Mais les ONG, telles que Greenpeace et les Amis de la Terre, demandent plus de transparence sur la traçabilité et l'origine de la palme, dénoncent l'inefficacité de certifications comme les labels RSPO ou ISCC.
Pour le climat, "les agrocarburants c'est pire qu'une énergie fossile, parce qu'on déboise, on utilise des terres destinées à l'alimentation, et l'entreprise ne peut pas s'assurer qu'il n'y a pas de déforestation directe", surtout dans des pays où l'opacité règne, a indiqué Laura Monnier, juriste de Greenpeace, en demandant plus de transparence au ministère de la Transition écologique.

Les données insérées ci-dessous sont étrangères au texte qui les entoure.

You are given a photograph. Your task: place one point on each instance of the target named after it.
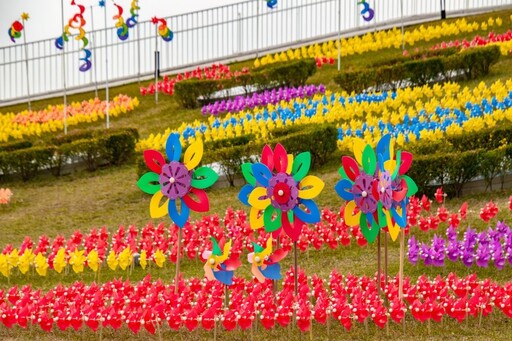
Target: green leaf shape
(412, 188)
(147, 183)
(271, 225)
(204, 177)
(247, 172)
(301, 165)
(369, 160)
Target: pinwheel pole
(64, 73)
(94, 64)
(106, 68)
(24, 18)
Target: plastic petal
(369, 160)
(247, 172)
(255, 218)
(310, 187)
(193, 155)
(173, 147)
(154, 160)
(343, 188)
(243, 195)
(280, 158)
(261, 173)
(255, 198)
(369, 233)
(201, 205)
(311, 217)
(179, 219)
(301, 166)
(148, 183)
(350, 167)
(267, 157)
(204, 177)
(155, 209)
(359, 146)
(350, 218)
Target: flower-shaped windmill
(219, 265)
(265, 263)
(278, 189)
(281, 194)
(177, 182)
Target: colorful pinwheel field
(356, 247)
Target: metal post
(94, 62)
(64, 71)
(339, 35)
(106, 68)
(402, 20)
(257, 27)
(26, 62)
(156, 63)
(443, 9)
(138, 52)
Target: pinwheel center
(282, 191)
(175, 180)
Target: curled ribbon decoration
(367, 13)
(122, 28)
(163, 30)
(271, 4)
(77, 22)
(132, 21)
(16, 27)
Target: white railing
(235, 31)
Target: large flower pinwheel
(265, 263)
(378, 195)
(358, 187)
(176, 181)
(280, 192)
(219, 265)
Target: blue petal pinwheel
(280, 192)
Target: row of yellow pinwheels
(380, 40)
(34, 123)
(410, 114)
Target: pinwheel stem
(178, 253)
(378, 264)
(295, 267)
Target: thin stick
(401, 269)
(378, 264)
(178, 254)
(295, 267)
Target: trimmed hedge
(110, 146)
(473, 63)
(290, 74)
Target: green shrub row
(291, 74)
(470, 64)
(112, 146)
(453, 170)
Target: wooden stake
(178, 254)
(378, 264)
(295, 268)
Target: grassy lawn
(109, 197)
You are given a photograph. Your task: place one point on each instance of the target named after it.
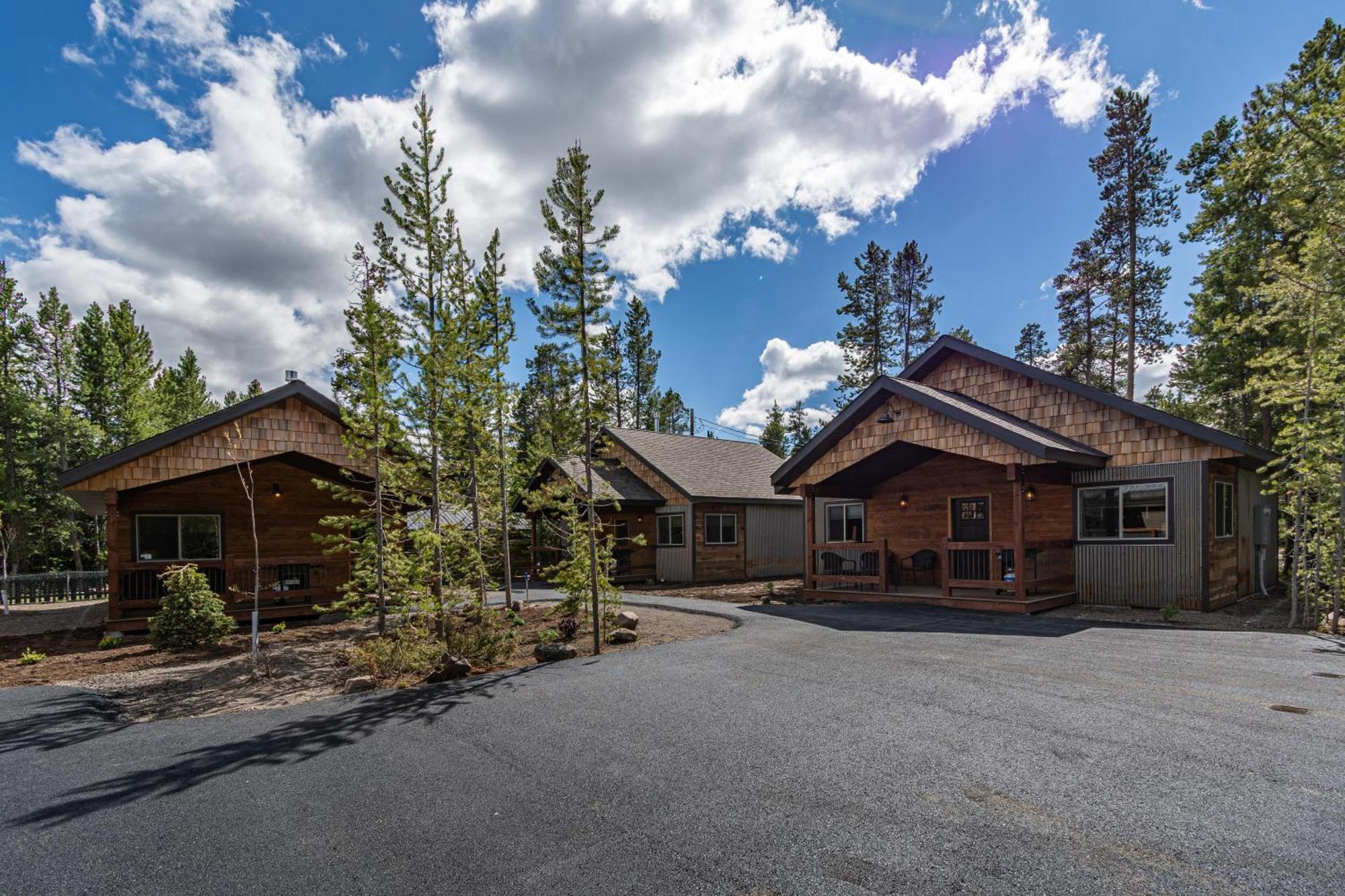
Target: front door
(972, 520)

Les agriculteurs étaient venus bloquer le site de La Mède en juin 2018, protestant contre l'importation des matières premières et notamment de l'oléagineux asiatique "dont la part croît" dans l'essence en France au détriment notamment du colza. Total s'est engagé à employer "au minimum 50.000 tonnes de colza français afin d'assurer un débouché supplémentaire à l'agriculture française". L'essentiel de sa production ira au marché national. La France consomme environ trois millions de tonnes par an de biodiesels, incorporés à hauteur de 7,7 % dans les hydrocarbures. Jusqu'ici, environ la moitié était produit en France.